Generations of locals grew up knowing that if they were willing to work, they could get hired on at the plant, said Lois Proctor, who manages The Bookseller on the western edge of downtown. Michelin workers sometimes stopped by the book store after their shift to pick up a gift or ask about new releases. The plant ordered box after box of “Oklahoma Unforgettable,” a coffee table book of scenes across the state. Every retiring employee received a copy inscribed with messages from coworkers, Proctor said.

She was thinking it was about time for Michelin to order another box of the books when she heard the plant was closing.

“I don’t think it’s going to turn us into a ghost town, but it is going to have an effect on the economy,” she said. “It will hit on the economy in all degrees, I’m sure.”

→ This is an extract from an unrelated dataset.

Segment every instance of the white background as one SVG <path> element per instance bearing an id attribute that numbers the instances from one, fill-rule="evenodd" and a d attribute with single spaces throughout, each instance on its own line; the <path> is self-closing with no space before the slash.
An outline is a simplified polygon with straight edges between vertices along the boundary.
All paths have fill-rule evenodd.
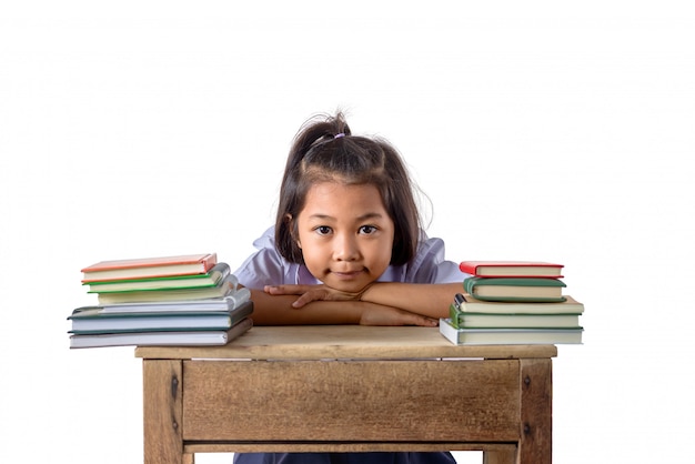
<path id="1" fill-rule="evenodd" d="M 554 361 L 554 461 L 683 462 L 695 13 L 566 3 L 2 1 L 1 461 L 141 462 L 140 360 L 68 349 L 80 269 L 240 264 L 296 130 L 343 108 L 451 260 L 565 264 L 586 331 Z"/>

How big of a blow is losing the Michelin tire plant in Ardmore?Here's what we know

While news of the shutdown shocked the town, factory jobs have been vanishing for decades from places like Ardmore. The state has lost 10,000 manufacturing jobs since 2014 and 50,000 since 1999, according to federal data.

In Carter County, manufacturing jobs pay $1,474 every week, on average. The county norm is $951. Jobs in the warehousing and transportation industry — a sector of the economy that is growing — pay only slightly more than the county average, at $998.

The news landed as Ardmore undergoes a retail renaissance. A string of big box stores and chain hotels have opened over the past decade, attracting interstate traffic and families from neighboring counties. Construction just started on a new Albertson’s grocery store. A golden shovel from the groundbreaking ceremony was propped next to Boatwright’s office in City Hall.

He said he believed Ardmore’s proximity to major highways and larger cities has fueled the renewed interest from retailers and others moving into town. The city also has rehabbed its historic downtown, filling up Main Street storefronts with boutiques, lawyer’s offices, a coffee shop and a few restaurants.

Todd Yeager, who owns Marvin’s Place Art Gallery on Main Street, said he hopes the recent revitalization can help Ardmore withstand some of the economic shocks that may be coming from the plant’s shutdown. He said he believes the region is better equipped to help laid-off workers find new jobs.

“Twenty-five years ago, it would have really knocked Ardmore for a loop,” Yeager said.

Boatwright and other city officials are still trying to measure all of the closure’s potential ripple effects. Boatwright pointed to the city’s annual budget. The city will either need to cut spending or find new funding sources to fill the holes that Michelin will leave, he said.

“They purchase over 100 million gallons of water from the city every year, which is a lot of revenue for our community,” Boatwright said. “And we’re going to lose that.”

Soon after the closure was announced, he and other community leaders formed a Michelin task force. The group is looking at how to bring in new businesses. Members also are compiling ways to help people who are losing their jobs, from new career training to help starting a small business.

“We all understand we’re not going to move ahead unless we’re all working together,” said Andrea Anderson, vice president of economic development for the Ardmore Development Authority.

One of the region’s biggest hopes for development is the Ardmore Industrial Airpark north of town, which public leaders and private partners have been working for years to transform into a giant distribution hub, where goods can be shipped in by plane or rail and then trucked out. The project needs more funding to make all of the plans a reality.

Anderson said the air park and other industrial projects make her hopeful about Ardmore’s future and ability to recover from the Michelin plant’s closure.

“The sky is not falling,” she said. “There are cracks in the ceiling, but the sky is not falling.”

She and Boatwright believe the Michelin plant site could someday be home to another company, or two or three, since it stretches across more than 100 acres.

Short of an employer dropping out of the sky to claim all of that land, the region will have to gain back the jobs bit by bit, said Proctor, the book store manager.

“We’ve all got our hopes and fingers crossed,” she said. “It’s going to be 30 jobs here, 10 jobs there.”